Influenced by the Scouting movement, of youth, outdoor life
and self-reliance fused with the spirit of independence and
creativity. In 1927, the Kibbutz Artzi collective of
Zionist Kibbutz was founded in Palestine. Its influence spread
to Jews throughout the work and in 1937 the first American
Kibbutz settled in Ein Hashofet. The Holocaust splintered
the original Hashomer Hatzair movement, and after the war
ended the few remaining Jewish survivors from Europe fled
illegally into Palestine aboard the famed "Exodus"
immigration ship. The Kibbutz played a large part in reclaiming
the barren lands of the new independent Israel.
After the 6 day war in 1967, volunteers the world over began
arriving in Israel to show good will by becoming kibbutz volunteers.
The kibbutzism movement flourished with the idealism of the
1960's and 70's but is now undergoing a difficult period brought
on by a dwindling economy and lack of confidence of its members.
Tourism has now become part of the role of Kibbutz in the
search to bring in new incomes - Bed and Breakfast, guest
houses and food stores are all run by Kibbutz organisations.
Many members work outside the kibbutz in professional jobs
like doctors and teachers, donating their income to the cause
to keep the Kibbutz alive.
Kibbutz have a strong political and military tradition. In
the past they've been vulnerable to Arab attack because of
their remote locations, often close to borders and disputed
The reason Kibbutz exist in Israel is because on the farms
there is more work than people, and the demanding National
Service takes away many of the young fit workforce. Kibbutzism
keeps Israel alive, supplying 50% of its foods, and 25% of
its army commando units. Members of the Kibbutz are called
"Kibbutzniks" and all property and income is communally
owned, meals are eaten communally. Jobs vary depending on
the trade of each Kibbutz but can range from factory work
to working on a fish farm, picking orange in a grove, tending
livestock, and tend to be repetitive, unskilled tasks. You
can often request to change jobs and negotiated better work
depending on how long you plan to stay. Hours will usually
be between 6 - 8 hours, often starting at 6am or earlier,
6 days a week, resting on the Sabbath (Saturday).
How to Guide
You don't get paid on a Kibbutz, it is voluntary work, but
you will get a small allowance (maybe around $10 per week)

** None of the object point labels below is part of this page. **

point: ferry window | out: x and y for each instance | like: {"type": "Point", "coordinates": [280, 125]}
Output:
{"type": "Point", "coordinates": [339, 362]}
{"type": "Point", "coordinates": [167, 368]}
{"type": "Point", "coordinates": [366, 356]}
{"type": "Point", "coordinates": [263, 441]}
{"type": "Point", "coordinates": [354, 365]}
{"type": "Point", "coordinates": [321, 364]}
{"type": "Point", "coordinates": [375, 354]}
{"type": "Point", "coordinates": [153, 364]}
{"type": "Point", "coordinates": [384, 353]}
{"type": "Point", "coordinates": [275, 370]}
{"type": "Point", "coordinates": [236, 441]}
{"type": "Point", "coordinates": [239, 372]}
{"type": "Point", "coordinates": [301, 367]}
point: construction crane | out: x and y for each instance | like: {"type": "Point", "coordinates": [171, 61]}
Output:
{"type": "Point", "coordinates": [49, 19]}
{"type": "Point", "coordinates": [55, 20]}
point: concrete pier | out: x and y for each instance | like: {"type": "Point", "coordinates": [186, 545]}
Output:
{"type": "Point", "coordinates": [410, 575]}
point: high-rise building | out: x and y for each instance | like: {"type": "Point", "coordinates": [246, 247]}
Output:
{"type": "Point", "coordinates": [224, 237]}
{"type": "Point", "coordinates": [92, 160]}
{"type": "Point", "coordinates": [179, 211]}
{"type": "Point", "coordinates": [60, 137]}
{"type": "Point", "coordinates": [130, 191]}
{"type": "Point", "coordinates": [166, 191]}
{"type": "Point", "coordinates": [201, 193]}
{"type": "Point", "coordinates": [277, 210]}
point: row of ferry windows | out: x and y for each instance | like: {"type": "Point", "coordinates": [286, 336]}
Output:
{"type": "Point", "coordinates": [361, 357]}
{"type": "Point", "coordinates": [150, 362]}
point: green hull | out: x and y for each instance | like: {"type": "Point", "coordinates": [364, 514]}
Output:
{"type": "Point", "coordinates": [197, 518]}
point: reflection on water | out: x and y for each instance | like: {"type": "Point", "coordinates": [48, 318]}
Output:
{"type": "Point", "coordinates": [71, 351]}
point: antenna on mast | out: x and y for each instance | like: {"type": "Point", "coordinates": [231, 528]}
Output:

to spend on beer, cigarettes or other basic from the shop.
There's plenty to do on a Kibbutz; social activities, drinking,
meeting people and you can get days off every month for day
trips or longer trips. The Kibbutz will organise every 3 months
to do things liks beach bumming in Eilat or visiting Jerusalem.
It's also probably the only country in the world where the
bottle of vodka is the same price as a cup of coffee. Kibbutz
volunteers will stay in the Volie house, guests will
stay two or three to a room, sometimes more in volunteer quarters.
Accommodation is basic - think hostels - and get used to sharing.
Facilities vary but better equipped Kibbutz will have swimming
pools, sport facilities, cinema screenings, a pub and a disco.
You have to pay for your own travel costs to and from the
Kibbutz and some may ask for a small administration charge
and deposit, returned if you stay for 2 months. It is harder
now to just turn up and join, so if you arrive in Tel Aviv
you should visit the Kibbutz volunteer office at 103 Ben Yehuda
Street. Be aware that now HIV tests are compulsory for volunteers.